01.02.2006 | Unfallversicherung
Unfallversicherung und Alkohol: Was Sie bei der Fallbearbeitung beachten müssen
von VRiOLG Werner Lücke, Hamm/Telgte
In der letzten Ausgabe hatten wir über eine Entscheidung des OLG Köln berichtet, nach der von einer Bewusstseinsstörung auszugehen ist, wenn der VN mit mindestens 2,67 Promille einen Klettersteig begeht und dabei verunglückt (VK 06, 16). Dann ist der Versicherungsschutz ausgeschlossen. Die folgenden Checklisten erläutern, was Sie im Themenkreis „Unfallversicherung und Alkohol“ berücksichtigen müssen.
Checkliste: Unfallversicherung und Alkohol |
Diese Ausschlussklausel trägt der Erfahrungstatsache Rechnung, dass bewusstseinsgestörte Menschen einer erhöhten Unfallgefahr unterliegen.
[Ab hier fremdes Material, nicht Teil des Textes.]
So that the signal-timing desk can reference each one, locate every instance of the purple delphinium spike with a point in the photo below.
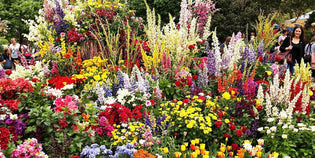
(211, 63)
(260, 49)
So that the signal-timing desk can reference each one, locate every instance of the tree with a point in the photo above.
(162, 7)
(15, 11)
(234, 16)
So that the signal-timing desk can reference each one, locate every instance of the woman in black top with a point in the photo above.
(296, 48)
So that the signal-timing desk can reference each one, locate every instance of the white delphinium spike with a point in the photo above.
(268, 105)
(260, 94)
(289, 110)
(305, 99)
(185, 14)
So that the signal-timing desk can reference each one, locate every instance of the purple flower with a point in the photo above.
(211, 63)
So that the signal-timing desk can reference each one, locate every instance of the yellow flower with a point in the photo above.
(202, 146)
(165, 150)
(197, 141)
(97, 77)
(226, 120)
(182, 148)
(226, 96)
(269, 73)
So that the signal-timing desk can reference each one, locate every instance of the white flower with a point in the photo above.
(14, 117)
(148, 103)
(110, 100)
(68, 86)
(247, 146)
(291, 126)
(124, 125)
(270, 119)
(284, 136)
(141, 141)
(301, 125)
(273, 128)
(283, 115)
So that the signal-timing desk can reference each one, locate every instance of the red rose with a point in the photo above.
(220, 114)
(226, 136)
(218, 124)
(34, 80)
(232, 127)
(260, 59)
(235, 147)
(152, 101)
(177, 83)
(244, 129)
(191, 47)
(239, 132)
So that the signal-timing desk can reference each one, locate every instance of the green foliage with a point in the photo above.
(15, 11)
(162, 7)
(311, 19)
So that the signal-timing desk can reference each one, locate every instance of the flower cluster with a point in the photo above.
(104, 127)
(29, 148)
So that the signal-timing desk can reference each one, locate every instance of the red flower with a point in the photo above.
(226, 135)
(35, 80)
(195, 77)
(152, 101)
(63, 123)
(218, 124)
(232, 127)
(177, 83)
(191, 47)
(239, 132)
(4, 137)
(260, 59)
(244, 129)
(8, 72)
(235, 147)
(185, 101)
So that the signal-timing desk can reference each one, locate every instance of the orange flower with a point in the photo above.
(143, 153)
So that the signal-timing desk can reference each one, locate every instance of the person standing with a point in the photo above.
(309, 50)
(15, 50)
(295, 44)
(283, 36)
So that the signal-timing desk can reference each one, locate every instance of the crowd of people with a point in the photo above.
(14, 53)
(293, 42)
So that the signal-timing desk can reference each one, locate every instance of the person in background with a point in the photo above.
(225, 44)
(309, 50)
(295, 44)
(7, 60)
(15, 50)
(282, 36)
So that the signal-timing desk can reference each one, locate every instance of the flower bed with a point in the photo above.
(101, 89)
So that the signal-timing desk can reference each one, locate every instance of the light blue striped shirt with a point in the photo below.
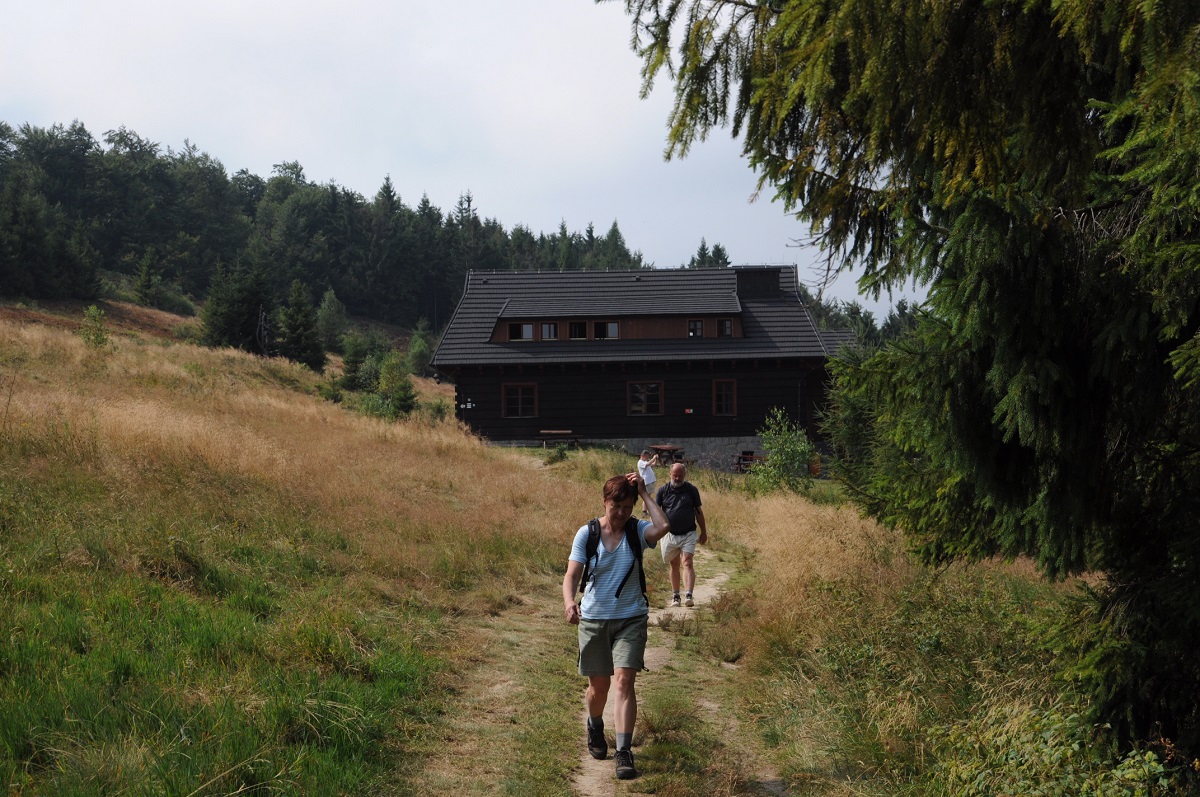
(607, 570)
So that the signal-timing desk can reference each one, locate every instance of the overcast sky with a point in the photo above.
(532, 106)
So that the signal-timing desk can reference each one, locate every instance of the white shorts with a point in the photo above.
(673, 544)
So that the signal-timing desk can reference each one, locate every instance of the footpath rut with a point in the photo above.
(485, 719)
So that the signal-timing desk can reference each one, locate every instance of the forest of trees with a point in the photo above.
(264, 256)
(1036, 165)
(72, 208)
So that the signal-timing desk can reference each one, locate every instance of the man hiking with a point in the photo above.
(613, 613)
(681, 502)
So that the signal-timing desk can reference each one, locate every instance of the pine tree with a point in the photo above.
(1037, 165)
(331, 322)
(239, 311)
(297, 335)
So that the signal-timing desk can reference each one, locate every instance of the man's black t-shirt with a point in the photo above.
(679, 504)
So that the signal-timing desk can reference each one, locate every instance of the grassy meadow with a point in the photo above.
(215, 582)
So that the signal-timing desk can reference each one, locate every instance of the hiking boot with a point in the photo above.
(625, 769)
(597, 744)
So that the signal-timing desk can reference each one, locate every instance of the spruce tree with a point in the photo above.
(1037, 165)
(297, 335)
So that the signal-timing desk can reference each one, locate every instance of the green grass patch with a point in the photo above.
(191, 641)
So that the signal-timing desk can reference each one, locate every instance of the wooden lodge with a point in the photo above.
(696, 355)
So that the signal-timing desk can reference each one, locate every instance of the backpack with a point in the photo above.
(635, 544)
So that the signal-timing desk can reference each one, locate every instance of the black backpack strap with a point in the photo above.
(635, 543)
(589, 551)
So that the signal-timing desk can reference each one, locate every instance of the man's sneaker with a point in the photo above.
(625, 769)
(597, 744)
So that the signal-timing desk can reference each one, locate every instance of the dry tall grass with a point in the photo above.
(406, 495)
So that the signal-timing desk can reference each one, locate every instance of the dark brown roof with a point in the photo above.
(834, 339)
(774, 325)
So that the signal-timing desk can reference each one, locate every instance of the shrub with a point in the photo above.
(94, 331)
(1021, 749)
(789, 453)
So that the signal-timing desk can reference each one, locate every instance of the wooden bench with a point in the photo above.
(558, 436)
(743, 461)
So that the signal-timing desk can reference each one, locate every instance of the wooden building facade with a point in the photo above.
(672, 354)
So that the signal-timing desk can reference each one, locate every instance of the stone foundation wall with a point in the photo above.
(712, 453)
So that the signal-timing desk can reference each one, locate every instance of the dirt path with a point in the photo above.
(503, 687)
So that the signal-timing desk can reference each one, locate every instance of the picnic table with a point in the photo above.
(743, 461)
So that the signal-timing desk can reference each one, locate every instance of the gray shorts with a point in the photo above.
(673, 544)
(610, 643)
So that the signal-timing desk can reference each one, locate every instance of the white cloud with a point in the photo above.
(531, 105)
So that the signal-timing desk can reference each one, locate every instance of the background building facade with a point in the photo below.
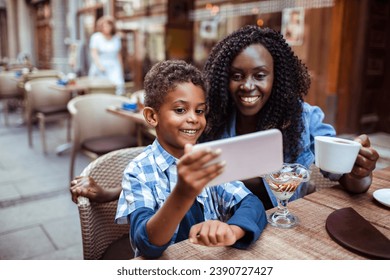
(344, 43)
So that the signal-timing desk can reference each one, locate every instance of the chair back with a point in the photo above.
(49, 73)
(39, 94)
(90, 118)
(98, 228)
(97, 85)
(8, 85)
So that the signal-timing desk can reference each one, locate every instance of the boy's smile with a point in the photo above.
(181, 118)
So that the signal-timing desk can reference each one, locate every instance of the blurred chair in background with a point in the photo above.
(45, 104)
(9, 91)
(101, 237)
(97, 85)
(96, 131)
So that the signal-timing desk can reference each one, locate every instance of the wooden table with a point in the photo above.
(141, 125)
(309, 240)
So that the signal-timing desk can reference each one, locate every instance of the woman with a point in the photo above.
(256, 82)
(105, 47)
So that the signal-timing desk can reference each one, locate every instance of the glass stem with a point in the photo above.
(282, 207)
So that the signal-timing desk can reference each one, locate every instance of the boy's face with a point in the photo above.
(181, 118)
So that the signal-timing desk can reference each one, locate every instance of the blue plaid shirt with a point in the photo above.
(150, 178)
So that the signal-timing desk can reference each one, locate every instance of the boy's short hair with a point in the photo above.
(164, 76)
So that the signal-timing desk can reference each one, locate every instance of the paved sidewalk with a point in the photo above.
(38, 220)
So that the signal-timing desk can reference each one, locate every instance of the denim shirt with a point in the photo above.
(313, 118)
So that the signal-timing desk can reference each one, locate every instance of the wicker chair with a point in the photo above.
(8, 91)
(97, 219)
(95, 131)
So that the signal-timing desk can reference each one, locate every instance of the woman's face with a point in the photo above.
(106, 28)
(251, 79)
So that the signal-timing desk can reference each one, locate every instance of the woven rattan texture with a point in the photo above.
(97, 219)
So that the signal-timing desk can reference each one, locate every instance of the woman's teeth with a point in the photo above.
(250, 99)
(189, 131)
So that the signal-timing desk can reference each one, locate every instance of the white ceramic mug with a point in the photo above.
(335, 155)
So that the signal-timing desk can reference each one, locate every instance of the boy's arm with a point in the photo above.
(250, 216)
(192, 177)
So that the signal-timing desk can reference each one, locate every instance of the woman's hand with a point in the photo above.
(215, 233)
(366, 160)
(360, 178)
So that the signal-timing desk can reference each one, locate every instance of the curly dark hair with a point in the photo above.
(283, 109)
(164, 76)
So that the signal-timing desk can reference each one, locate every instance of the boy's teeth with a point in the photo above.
(250, 99)
(192, 131)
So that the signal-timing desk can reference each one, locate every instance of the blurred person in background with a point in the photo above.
(105, 48)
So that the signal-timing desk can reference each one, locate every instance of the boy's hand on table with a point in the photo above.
(215, 233)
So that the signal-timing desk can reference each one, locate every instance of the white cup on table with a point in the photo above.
(335, 155)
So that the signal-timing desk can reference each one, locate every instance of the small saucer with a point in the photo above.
(383, 196)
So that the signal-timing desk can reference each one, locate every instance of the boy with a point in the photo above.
(164, 196)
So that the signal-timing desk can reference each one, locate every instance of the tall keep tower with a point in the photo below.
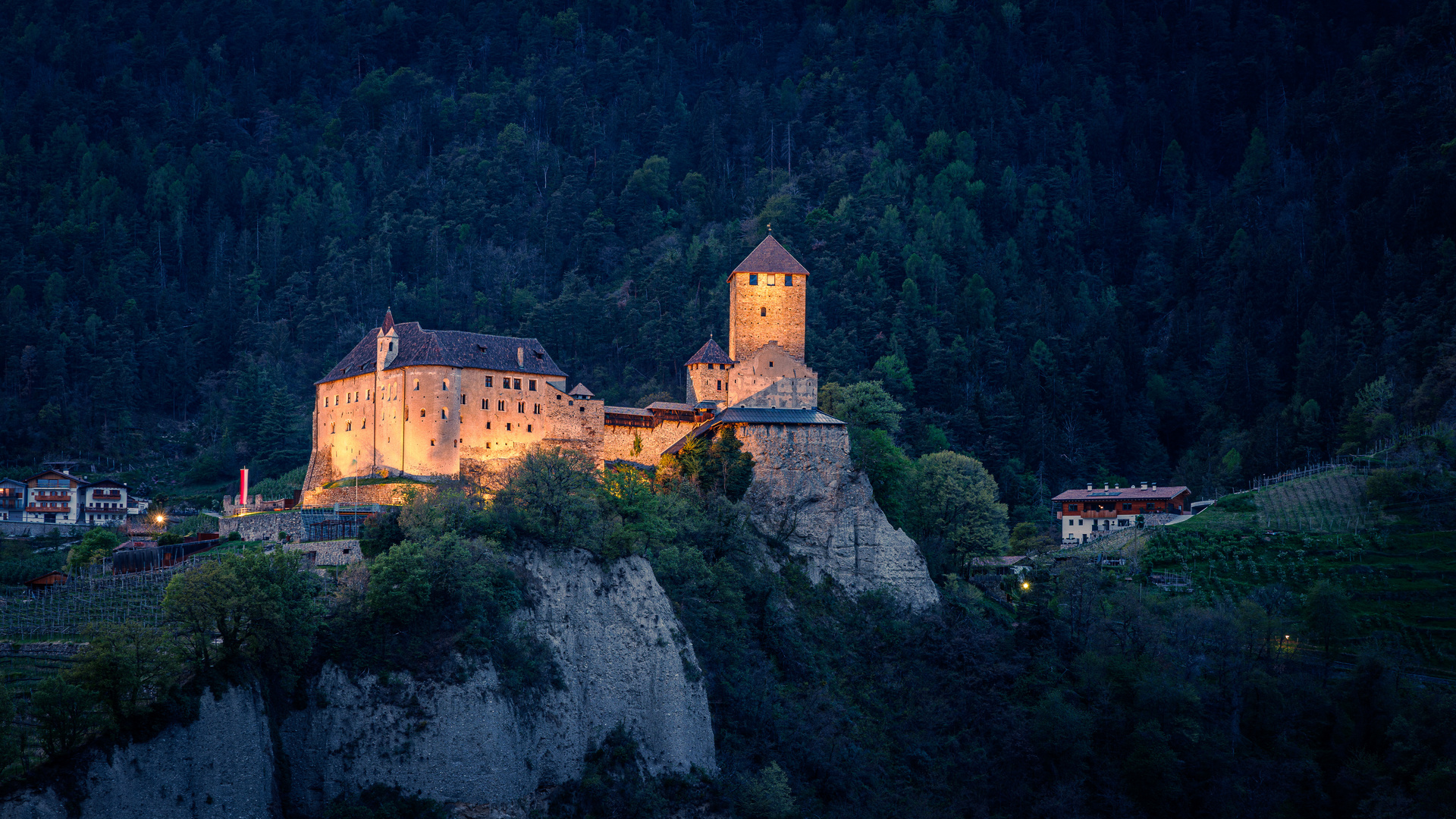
(766, 302)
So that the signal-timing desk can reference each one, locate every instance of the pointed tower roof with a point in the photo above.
(710, 353)
(770, 257)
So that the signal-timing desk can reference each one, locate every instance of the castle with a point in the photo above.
(424, 404)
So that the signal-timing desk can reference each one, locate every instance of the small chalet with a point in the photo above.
(1091, 512)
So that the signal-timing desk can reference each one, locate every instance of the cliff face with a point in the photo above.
(622, 654)
(807, 494)
(220, 765)
(623, 659)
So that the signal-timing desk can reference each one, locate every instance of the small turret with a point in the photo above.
(388, 343)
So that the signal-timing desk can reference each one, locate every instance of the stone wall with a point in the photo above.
(264, 525)
(328, 553)
(24, 529)
(618, 442)
(759, 314)
(808, 496)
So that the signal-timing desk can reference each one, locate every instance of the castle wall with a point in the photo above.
(708, 382)
(767, 366)
(618, 442)
(759, 314)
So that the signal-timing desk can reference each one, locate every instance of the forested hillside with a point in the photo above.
(1081, 241)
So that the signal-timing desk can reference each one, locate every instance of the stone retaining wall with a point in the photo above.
(329, 553)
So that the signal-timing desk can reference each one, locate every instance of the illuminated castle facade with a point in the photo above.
(417, 403)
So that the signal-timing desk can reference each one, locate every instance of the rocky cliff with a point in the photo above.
(808, 496)
(612, 632)
(620, 651)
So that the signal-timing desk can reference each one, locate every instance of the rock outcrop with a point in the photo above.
(622, 654)
(623, 661)
(218, 765)
(808, 496)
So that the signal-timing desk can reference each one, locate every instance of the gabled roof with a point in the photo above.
(710, 353)
(449, 349)
(770, 257)
(1123, 493)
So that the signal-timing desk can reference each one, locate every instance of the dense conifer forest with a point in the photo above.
(1079, 241)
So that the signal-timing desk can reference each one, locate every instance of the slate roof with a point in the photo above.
(626, 411)
(1125, 493)
(770, 257)
(710, 353)
(774, 416)
(449, 349)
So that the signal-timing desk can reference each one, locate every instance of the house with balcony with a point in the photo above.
(53, 497)
(12, 500)
(1091, 512)
(107, 503)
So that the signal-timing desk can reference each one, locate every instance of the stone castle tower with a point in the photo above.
(764, 362)
(766, 302)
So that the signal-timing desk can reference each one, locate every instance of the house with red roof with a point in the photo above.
(1091, 512)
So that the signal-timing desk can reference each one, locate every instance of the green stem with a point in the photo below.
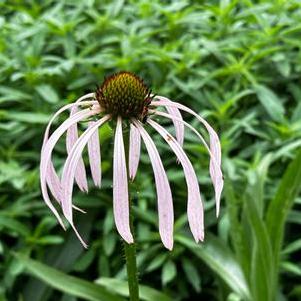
(131, 266)
(130, 249)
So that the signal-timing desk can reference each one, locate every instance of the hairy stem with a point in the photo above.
(130, 249)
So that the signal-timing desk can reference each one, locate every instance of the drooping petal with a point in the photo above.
(64, 108)
(120, 187)
(52, 178)
(165, 204)
(95, 156)
(215, 148)
(47, 151)
(216, 174)
(70, 168)
(80, 174)
(55, 186)
(195, 209)
(53, 182)
(179, 127)
(134, 151)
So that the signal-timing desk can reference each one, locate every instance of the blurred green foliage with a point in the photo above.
(237, 63)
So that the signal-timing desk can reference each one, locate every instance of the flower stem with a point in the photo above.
(131, 266)
(130, 249)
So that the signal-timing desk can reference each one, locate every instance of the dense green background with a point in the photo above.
(237, 63)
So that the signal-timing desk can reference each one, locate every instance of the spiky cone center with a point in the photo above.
(124, 94)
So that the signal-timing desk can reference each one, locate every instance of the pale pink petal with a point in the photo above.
(165, 205)
(64, 108)
(134, 151)
(195, 211)
(95, 156)
(53, 182)
(179, 127)
(55, 186)
(70, 169)
(215, 174)
(120, 187)
(71, 164)
(80, 174)
(215, 148)
(47, 151)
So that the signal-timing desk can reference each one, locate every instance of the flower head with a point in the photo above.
(125, 97)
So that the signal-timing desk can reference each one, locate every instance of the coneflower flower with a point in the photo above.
(126, 100)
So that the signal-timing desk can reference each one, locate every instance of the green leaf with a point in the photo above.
(67, 284)
(192, 274)
(14, 225)
(281, 204)
(270, 102)
(121, 287)
(219, 258)
(47, 93)
(262, 268)
(169, 271)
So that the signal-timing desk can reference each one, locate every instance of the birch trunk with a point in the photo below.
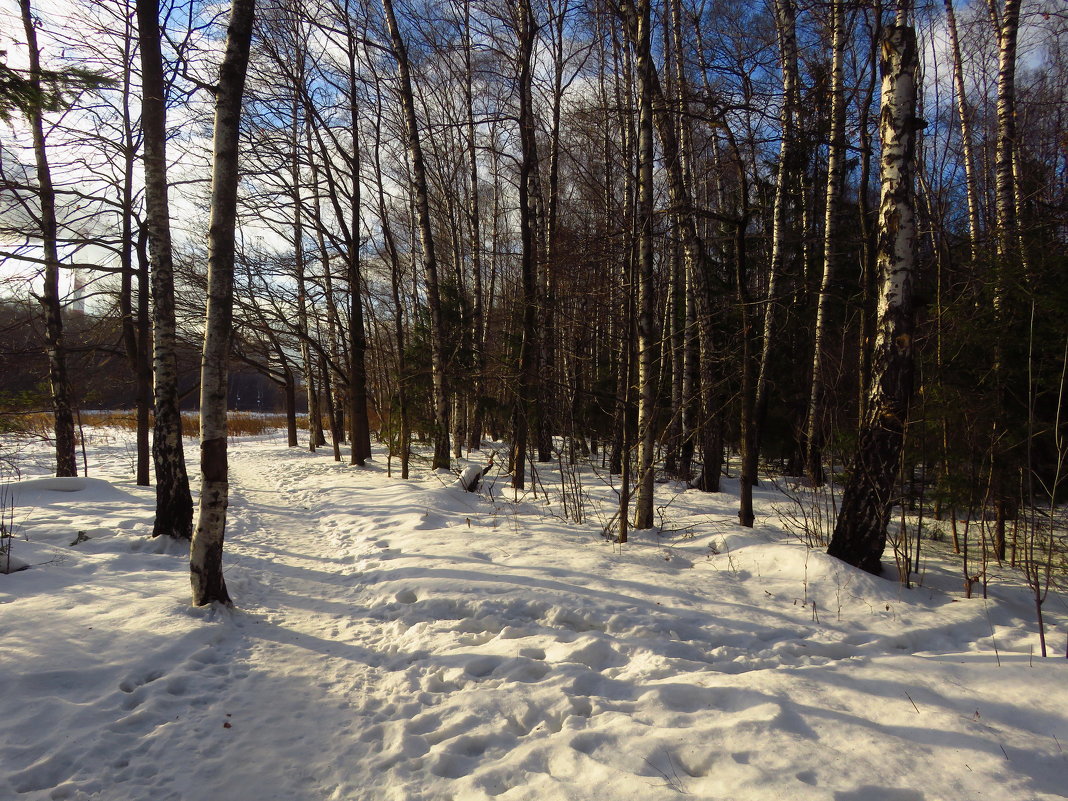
(646, 327)
(860, 532)
(205, 556)
(835, 163)
(971, 185)
(65, 460)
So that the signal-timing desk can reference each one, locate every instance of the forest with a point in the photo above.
(682, 239)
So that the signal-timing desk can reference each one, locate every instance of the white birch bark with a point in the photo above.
(860, 532)
(205, 555)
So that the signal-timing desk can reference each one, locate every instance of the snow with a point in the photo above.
(411, 641)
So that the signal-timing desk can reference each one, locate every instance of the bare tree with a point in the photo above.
(205, 556)
(860, 533)
(174, 506)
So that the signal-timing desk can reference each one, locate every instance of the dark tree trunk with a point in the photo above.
(66, 464)
(205, 555)
(174, 505)
(860, 533)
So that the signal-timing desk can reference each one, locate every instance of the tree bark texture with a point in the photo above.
(646, 327)
(835, 165)
(205, 558)
(66, 464)
(860, 532)
(174, 505)
(438, 351)
(528, 172)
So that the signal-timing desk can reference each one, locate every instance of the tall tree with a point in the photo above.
(174, 505)
(527, 29)
(65, 461)
(205, 556)
(646, 328)
(860, 532)
(418, 165)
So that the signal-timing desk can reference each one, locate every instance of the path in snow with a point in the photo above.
(406, 641)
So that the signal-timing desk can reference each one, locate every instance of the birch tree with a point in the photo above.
(860, 532)
(205, 556)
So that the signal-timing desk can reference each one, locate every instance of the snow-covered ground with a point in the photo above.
(409, 641)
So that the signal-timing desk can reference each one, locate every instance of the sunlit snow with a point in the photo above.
(410, 641)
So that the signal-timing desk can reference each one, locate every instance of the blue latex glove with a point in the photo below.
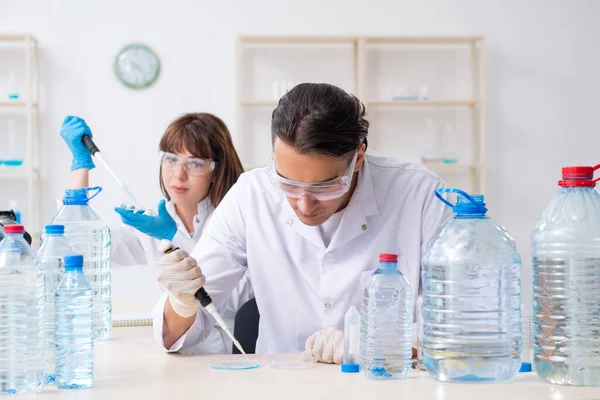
(160, 226)
(72, 130)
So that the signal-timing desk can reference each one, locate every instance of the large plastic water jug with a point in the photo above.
(89, 236)
(471, 297)
(566, 282)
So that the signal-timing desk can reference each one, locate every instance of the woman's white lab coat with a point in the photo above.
(302, 285)
(132, 247)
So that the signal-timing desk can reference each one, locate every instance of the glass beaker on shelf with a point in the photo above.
(10, 156)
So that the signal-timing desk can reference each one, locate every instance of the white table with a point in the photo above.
(131, 366)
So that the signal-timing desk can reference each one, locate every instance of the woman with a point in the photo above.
(199, 164)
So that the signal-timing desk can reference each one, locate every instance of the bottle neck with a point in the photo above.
(388, 266)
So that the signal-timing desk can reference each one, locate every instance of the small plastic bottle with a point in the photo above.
(74, 327)
(351, 340)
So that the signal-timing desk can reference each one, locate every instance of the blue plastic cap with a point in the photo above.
(465, 206)
(350, 368)
(525, 367)
(75, 196)
(55, 229)
(73, 261)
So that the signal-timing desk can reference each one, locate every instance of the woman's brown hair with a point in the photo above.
(204, 136)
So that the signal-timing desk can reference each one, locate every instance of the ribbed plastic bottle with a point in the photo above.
(89, 236)
(386, 323)
(74, 327)
(50, 260)
(471, 297)
(22, 339)
(566, 282)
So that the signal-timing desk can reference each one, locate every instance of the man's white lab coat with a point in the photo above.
(300, 285)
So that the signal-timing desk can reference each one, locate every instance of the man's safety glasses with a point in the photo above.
(328, 190)
(193, 166)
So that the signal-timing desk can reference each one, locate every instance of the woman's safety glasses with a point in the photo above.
(192, 166)
(322, 191)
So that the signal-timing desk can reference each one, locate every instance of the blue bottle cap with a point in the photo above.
(525, 367)
(79, 197)
(350, 368)
(73, 261)
(55, 229)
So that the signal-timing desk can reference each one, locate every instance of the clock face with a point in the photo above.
(137, 66)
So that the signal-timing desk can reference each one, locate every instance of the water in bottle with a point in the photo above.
(386, 323)
(87, 235)
(49, 260)
(471, 297)
(566, 282)
(22, 339)
(74, 327)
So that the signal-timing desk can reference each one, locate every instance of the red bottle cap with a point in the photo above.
(579, 176)
(387, 257)
(14, 228)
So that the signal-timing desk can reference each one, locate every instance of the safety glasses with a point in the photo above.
(192, 166)
(328, 190)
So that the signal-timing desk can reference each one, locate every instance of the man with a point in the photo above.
(308, 228)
Ihre Fähigkeit, Sinneseindrücke schnell und genau zu erfassen, sie zügig zu verarbeiten und auf sie sofort richtig zu reagieren, ist beeinträchtigt. Welchen Umfang diese Gefahrerhöhung hat, hängt jedoch nicht allein vom Maß der Blutalkoholkonzentration, sondern auch von der konkreten Lebenssituation ab, in der sich der VN beim Unfall befindet. Wer sich auf einem Klettersteig befindet, hat größere Schwierigkeiten zu bewältigen als der, der am Strand spazieren geht.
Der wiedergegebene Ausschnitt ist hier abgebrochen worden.